I think there needs to be more women-focused campaigns from a product perspective, and just in general. But really, more women-focused products. At the end of the day, when people spend money, it’s usually to impress a woman or a woman is buying it.

I think just women having the opportunities to be in roles like the one I’m in or higher, just in general. It’s imperative, and it doesn’t happen as often as it should. I’m really blessed and lucky to be where I am at with Viola because Al definitely values me. He sees the work that I put in, and he understands, like, “She’s about us.” He recognizes it, you know? I just hope that for other women and other companies, they get that same recognition.

What do you hope changes for women in this industry in the future?

Who run the world? Girls! I would just like to see more women in these higher roles. I want to see more women-driven brands, whether it’s their own brand, or they’re running it for somebody else. 

I want to see more campaigns with women that are dressed. Though, I think that the community has done a really good job of steering away from that. There’s a few, like, accounts here and there, brands here and there that are still stuck in that mindset. Which I mean, I get it,—sex sells—but I would love to see women portrayed in a more you know, professional, wholesome way.

Courtesy of Juliana Civitate / @jujufilm_

Who or what inspires you?

I think overcoming everything that I did. I think I kind of push myself knowing what I went through to continue going so that I could help people the way I needed to be helped when I was sick. I’m also completely obsessed with Dr. Sebi. He’s an herbalist. When I was diagnosed the first time, I went through chemo and radiation, and it literally nearly killed me.

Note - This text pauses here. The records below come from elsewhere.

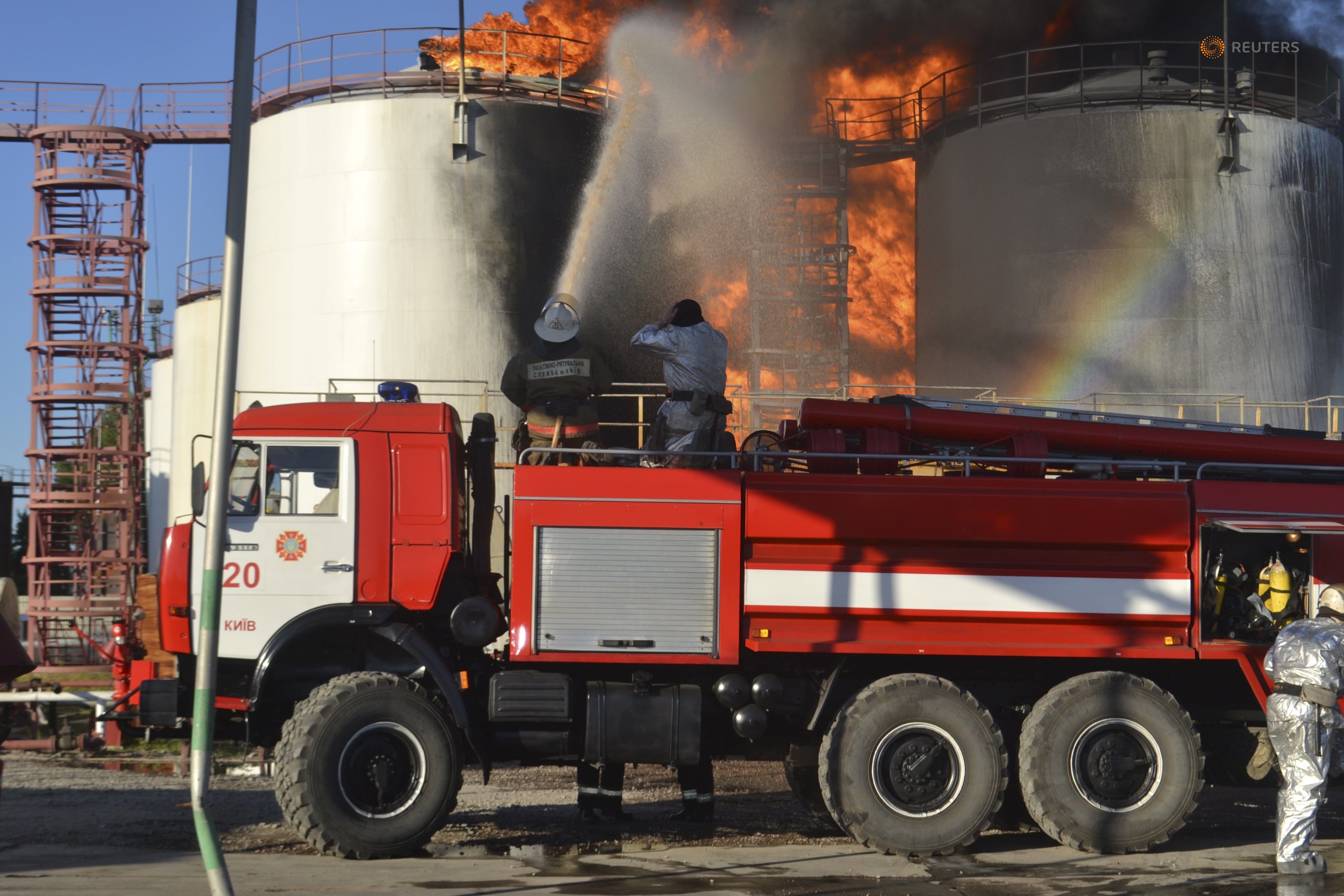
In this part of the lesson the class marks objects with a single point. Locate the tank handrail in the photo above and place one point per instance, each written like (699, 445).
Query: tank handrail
(287, 77)
(912, 117)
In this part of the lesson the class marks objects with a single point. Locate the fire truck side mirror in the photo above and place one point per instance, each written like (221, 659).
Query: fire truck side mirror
(198, 490)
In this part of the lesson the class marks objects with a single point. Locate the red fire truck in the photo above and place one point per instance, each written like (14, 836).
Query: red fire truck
(922, 608)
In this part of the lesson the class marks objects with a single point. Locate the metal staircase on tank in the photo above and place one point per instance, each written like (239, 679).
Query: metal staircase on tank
(798, 278)
(86, 453)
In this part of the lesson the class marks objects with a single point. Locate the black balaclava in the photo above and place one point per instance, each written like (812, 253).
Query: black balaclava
(556, 351)
(687, 313)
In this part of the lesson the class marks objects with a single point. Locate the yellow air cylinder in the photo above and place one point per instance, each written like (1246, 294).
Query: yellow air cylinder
(1280, 586)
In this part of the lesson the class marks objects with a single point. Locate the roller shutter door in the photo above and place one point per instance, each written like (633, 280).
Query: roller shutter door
(603, 590)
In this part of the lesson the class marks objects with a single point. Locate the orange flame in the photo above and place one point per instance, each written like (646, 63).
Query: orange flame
(882, 228)
(881, 198)
(584, 24)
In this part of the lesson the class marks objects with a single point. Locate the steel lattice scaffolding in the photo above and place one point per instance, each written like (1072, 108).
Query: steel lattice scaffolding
(86, 453)
(798, 288)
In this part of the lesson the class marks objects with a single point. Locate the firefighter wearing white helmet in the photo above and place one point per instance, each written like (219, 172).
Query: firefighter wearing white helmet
(553, 381)
(1307, 665)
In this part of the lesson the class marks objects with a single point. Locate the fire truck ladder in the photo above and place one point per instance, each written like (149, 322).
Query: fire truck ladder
(799, 276)
(86, 452)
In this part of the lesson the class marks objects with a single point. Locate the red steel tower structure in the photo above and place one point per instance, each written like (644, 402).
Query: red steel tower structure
(86, 453)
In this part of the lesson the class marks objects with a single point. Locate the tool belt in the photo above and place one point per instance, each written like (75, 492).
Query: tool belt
(702, 401)
(1311, 694)
(564, 405)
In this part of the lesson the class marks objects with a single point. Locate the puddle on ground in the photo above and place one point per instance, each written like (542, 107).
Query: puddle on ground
(561, 870)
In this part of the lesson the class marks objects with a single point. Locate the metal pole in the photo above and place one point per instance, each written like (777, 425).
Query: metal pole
(1226, 53)
(462, 50)
(217, 507)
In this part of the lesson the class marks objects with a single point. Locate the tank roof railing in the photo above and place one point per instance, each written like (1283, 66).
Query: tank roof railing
(201, 277)
(1088, 77)
(192, 112)
(397, 61)
(509, 62)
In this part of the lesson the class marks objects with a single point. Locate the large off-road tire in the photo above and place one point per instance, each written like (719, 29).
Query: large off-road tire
(368, 768)
(1109, 763)
(805, 785)
(913, 766)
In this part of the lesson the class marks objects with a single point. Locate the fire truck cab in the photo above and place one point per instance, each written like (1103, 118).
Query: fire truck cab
(932, 614)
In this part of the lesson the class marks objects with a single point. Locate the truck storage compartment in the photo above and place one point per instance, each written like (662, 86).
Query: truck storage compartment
(627, 590)
(659, 724)
(1256, 578)
(530, 696)
(530, 715)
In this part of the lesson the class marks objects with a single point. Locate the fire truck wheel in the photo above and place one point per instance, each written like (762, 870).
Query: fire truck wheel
(914, 766)
(368, 768)
(1109, 763)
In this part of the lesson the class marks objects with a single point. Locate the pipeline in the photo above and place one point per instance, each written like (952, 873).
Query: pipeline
(1082, 437)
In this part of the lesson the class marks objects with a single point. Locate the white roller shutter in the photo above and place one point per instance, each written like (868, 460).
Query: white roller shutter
(605, 590)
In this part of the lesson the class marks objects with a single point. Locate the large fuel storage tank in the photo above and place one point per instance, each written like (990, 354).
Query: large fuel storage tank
(1105, 237)
(388, 242)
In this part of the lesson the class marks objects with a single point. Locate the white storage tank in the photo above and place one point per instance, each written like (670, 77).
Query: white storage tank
(380, 250)
(1099, 236)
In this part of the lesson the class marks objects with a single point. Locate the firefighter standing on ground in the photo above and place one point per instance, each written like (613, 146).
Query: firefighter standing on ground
(695, 362)
(1303, 716)
(553, 381)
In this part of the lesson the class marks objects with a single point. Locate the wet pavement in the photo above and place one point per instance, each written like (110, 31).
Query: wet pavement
(73, 831)
(1030, 867)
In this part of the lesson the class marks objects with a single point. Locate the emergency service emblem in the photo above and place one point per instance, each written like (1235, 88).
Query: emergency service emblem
(564, 367)
(291, 546)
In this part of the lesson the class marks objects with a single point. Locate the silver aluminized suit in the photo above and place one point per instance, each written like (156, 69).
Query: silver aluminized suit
(1309, 652)
(694, 358)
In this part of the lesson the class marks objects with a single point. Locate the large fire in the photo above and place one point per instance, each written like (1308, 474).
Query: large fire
(881, 198)
(882, 229)
(533, 47)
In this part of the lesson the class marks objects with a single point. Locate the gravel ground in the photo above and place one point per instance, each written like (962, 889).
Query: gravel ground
(53, 800)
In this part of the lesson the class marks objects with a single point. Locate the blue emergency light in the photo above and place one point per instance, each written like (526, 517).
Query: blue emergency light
(398, 391)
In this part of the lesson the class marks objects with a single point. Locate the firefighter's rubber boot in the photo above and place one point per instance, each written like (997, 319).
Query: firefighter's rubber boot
(1264, 760)
(690, 808)
(1308, 864)
(611, 788)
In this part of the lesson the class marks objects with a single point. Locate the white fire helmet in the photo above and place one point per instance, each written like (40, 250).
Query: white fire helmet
(1332, 598)
(560, 320)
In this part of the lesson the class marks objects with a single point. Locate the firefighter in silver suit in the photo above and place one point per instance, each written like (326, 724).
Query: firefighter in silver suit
(695, 362)
(1303, 716)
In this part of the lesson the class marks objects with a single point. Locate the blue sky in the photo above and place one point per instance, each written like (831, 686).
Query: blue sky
(144, 42)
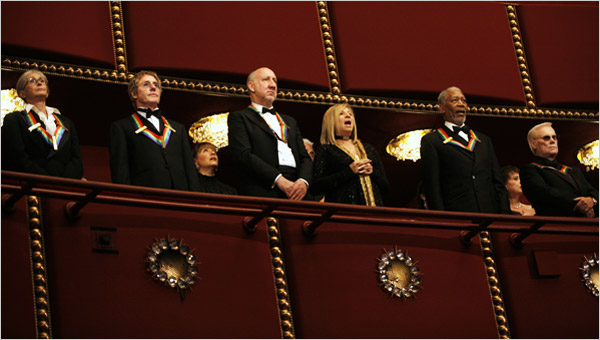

I got re-diagnosed three years later; they told me “Oh, you know, we caught it early,” [they] caught it on, like, one of my scans. And I literally told everybody to fuck off. I came home; I cleared out all my kitchen cabinets of everything. And I literally only followed Dr. Sebi’s food list, and I cured my cancer, along with a boatload of other things that happened to me. 

During the course of going to chemo, I developed weird skin rashes. My hair fell out; my hair grew back, stronger. So I look up to Dr. Sebi the herbalist, and I think more people should look into natural remedies, which is also why I love working in the industry that I do, because it’s a plant. [Dr.] Sebi actually touches on weed a little bit too, and how beneficial it is for helping people and curing people. That’s who I look up to, and [also] my dad. I’m first generation here, so both my parents came here and started from scratch.

Do you have any advice for other women who are looking to get into the cannabis industry?

Always be cognizant of your surroundings. That would probably be the best advice. You never know who’s in the same room as you. So, just be cognizant of who you are around at all times.

I get a lot of heat for being aggressive, or I was labeled, like, “the bitch.” Everyone that works with me knows how caring I am, but at the end of the day, [if] something needs to be done, it needs to be done, and it needs to be done correctly. So I catch a lot of heat for like, “Oh, you don’t know how to talk to people.”

Don’t ever take anything personally. Keep being a beast, tunnel vision and keep going. Obviously, be nice; make sure people are taken care of and whatnot, but at the end of the day, don’t deter from what your goals are because of other people’s chatter.

Courtesy of Juliana Civitate / @jujufilm_

What can our readers expect from Viola Brands now that Allen Iverson has joined Al Harrington?

So we’re launching in Canada next week. We are ramping up in the state of Oregon. We have a rosin launch coming in Colorado. We just launched Harrington Institute, which is a program through Cleveland University in Ohio. I believe open enrollment is right now, where we teach people the ins and outs of the business, how they can get into it, from cultivation to manufacturing, managing stores, inventory; we go through the whole gamut. We have a couple of other really cool collaborations we’re going to be announcing, too.